After the age of 40, English teachers are burnt-out, skill-less and unemployable, their working lives a wasteland, their future oblivion. Sebastian Cresswell-Turner.

Once overseas it is not difficult for a native speaker to become an English teacher. Just turn up at a school and ask to speak to the Director of Studies. You will be whisked into the presence of someone screaming into a telephone.

“No, Kevin, you can’t be sick too, you swine, that means I’ll have to teach Junior IELTS—”

DOS catches sight of you and slams down phone.

“Yes yes yes yes yes, sign here, take the board markers, it’s Room 4, starting five minutes ago, hurry!”
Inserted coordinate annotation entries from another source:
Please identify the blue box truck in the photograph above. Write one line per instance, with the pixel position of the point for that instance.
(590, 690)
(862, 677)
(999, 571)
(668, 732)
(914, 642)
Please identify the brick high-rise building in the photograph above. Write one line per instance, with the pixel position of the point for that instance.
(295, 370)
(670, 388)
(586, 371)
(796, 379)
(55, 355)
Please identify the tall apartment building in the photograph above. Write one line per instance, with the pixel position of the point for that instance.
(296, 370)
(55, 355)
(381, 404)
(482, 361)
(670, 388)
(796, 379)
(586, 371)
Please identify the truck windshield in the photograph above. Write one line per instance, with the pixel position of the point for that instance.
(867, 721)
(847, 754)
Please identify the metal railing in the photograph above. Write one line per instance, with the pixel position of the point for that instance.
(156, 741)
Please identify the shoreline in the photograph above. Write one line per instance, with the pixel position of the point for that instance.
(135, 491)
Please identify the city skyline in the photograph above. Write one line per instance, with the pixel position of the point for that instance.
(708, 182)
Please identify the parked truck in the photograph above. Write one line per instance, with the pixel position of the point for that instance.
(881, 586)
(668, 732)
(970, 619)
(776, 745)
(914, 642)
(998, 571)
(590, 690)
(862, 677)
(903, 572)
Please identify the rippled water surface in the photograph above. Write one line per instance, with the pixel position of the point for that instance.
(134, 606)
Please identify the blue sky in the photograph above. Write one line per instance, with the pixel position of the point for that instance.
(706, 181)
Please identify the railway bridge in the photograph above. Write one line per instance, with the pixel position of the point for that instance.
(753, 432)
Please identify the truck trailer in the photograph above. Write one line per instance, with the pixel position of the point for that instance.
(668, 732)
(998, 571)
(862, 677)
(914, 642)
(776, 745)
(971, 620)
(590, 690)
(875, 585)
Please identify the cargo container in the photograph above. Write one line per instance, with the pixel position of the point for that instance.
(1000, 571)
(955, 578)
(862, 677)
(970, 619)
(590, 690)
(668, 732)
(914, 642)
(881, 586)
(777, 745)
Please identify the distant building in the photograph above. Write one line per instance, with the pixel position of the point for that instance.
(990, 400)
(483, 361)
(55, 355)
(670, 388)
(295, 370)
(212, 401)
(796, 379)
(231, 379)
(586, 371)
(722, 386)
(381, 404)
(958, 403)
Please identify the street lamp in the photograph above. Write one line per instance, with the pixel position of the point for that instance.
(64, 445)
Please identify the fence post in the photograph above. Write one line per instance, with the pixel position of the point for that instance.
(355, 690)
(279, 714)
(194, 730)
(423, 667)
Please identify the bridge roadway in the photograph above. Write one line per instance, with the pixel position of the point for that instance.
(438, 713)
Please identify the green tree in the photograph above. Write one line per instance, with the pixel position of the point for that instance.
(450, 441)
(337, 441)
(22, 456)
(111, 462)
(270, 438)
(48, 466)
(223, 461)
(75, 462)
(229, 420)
And you are in. No problem. You then spend the next twenty years trying to get out.

A lot of English teachers are writing novels, of course. They show them to you when drunk. One or two teachers have even become well-known writers, like what’s-her-name. The rest keep their manuscripts in drawers or upload them to the Internet, where nobody reads them.
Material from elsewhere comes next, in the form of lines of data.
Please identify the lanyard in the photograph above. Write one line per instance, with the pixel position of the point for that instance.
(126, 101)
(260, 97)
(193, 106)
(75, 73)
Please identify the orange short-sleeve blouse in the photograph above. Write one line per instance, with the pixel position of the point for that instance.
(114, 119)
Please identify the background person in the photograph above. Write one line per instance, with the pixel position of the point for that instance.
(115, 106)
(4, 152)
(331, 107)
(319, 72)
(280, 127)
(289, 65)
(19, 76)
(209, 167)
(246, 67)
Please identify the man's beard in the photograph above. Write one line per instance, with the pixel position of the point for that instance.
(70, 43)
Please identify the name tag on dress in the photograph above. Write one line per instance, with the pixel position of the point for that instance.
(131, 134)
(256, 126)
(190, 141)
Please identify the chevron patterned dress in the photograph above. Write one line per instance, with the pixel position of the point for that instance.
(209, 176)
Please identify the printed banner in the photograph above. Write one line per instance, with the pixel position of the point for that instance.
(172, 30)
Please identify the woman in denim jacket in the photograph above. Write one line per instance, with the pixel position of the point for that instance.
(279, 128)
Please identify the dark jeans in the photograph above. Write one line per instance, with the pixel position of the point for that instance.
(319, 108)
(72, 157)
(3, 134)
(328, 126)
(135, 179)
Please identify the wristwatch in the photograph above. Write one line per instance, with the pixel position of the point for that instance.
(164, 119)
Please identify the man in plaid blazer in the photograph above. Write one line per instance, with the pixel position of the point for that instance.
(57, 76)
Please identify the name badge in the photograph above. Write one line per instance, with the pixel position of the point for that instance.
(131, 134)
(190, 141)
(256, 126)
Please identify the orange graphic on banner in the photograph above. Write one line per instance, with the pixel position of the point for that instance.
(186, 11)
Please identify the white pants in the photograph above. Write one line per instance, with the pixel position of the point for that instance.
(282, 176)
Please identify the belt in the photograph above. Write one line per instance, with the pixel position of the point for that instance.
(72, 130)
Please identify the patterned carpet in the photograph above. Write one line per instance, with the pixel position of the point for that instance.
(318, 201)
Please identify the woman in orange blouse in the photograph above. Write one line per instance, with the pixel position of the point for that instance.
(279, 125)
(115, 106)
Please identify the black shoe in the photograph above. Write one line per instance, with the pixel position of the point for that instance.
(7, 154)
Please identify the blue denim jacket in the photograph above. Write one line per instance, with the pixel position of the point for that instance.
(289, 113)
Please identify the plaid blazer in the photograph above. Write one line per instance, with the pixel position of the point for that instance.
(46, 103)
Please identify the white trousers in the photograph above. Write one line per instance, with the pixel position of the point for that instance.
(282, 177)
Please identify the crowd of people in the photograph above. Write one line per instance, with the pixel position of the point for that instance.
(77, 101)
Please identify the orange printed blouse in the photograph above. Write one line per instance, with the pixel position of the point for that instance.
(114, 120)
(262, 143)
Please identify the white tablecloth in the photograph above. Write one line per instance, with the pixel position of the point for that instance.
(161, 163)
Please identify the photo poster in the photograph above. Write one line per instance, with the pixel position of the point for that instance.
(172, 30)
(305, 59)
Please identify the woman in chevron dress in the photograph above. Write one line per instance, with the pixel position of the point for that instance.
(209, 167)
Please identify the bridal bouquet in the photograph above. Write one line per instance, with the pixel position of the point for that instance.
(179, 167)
Some teachers set up businesses in the countries they are teaching in. Too late they realize the protective cocoon of the language school has been ripped away and they are at the mercy of unscrupulous rivals and rapacious bureaucrats.

Others consult career advisers and take computerized tests that assess their aptitudes and qualifications. The computer weighs up all the factors and asks, “Have you ever thought of becoming an English language teacher?”

Even prison is no escape. A former colleague of mine had to teach his fellow lags English, in exchange for them not pinching his cigarettes.

In the end most teachers realize the impossibility of doing anything else, so they look around for cushier jobs within the ELT field. Some have business cards printed with that seductive word, Consultant. They spend their time at home surfing the Internet, checking their email every twenty minutes and hoping the phone will ring. After a few months they have starved to death.

Some teachers do “research” at “universities” (glorified technical colleges in dull cities). Their unremarkable findings appear in IAWAFL group newsletters.

Publishing is another favourite choice. Unfortunately, while your colleagues in other departments commission books on interesting subjects, yours are all about English teaching. You spend your working hours listening to ELT Bores and rewriting their wooden prose.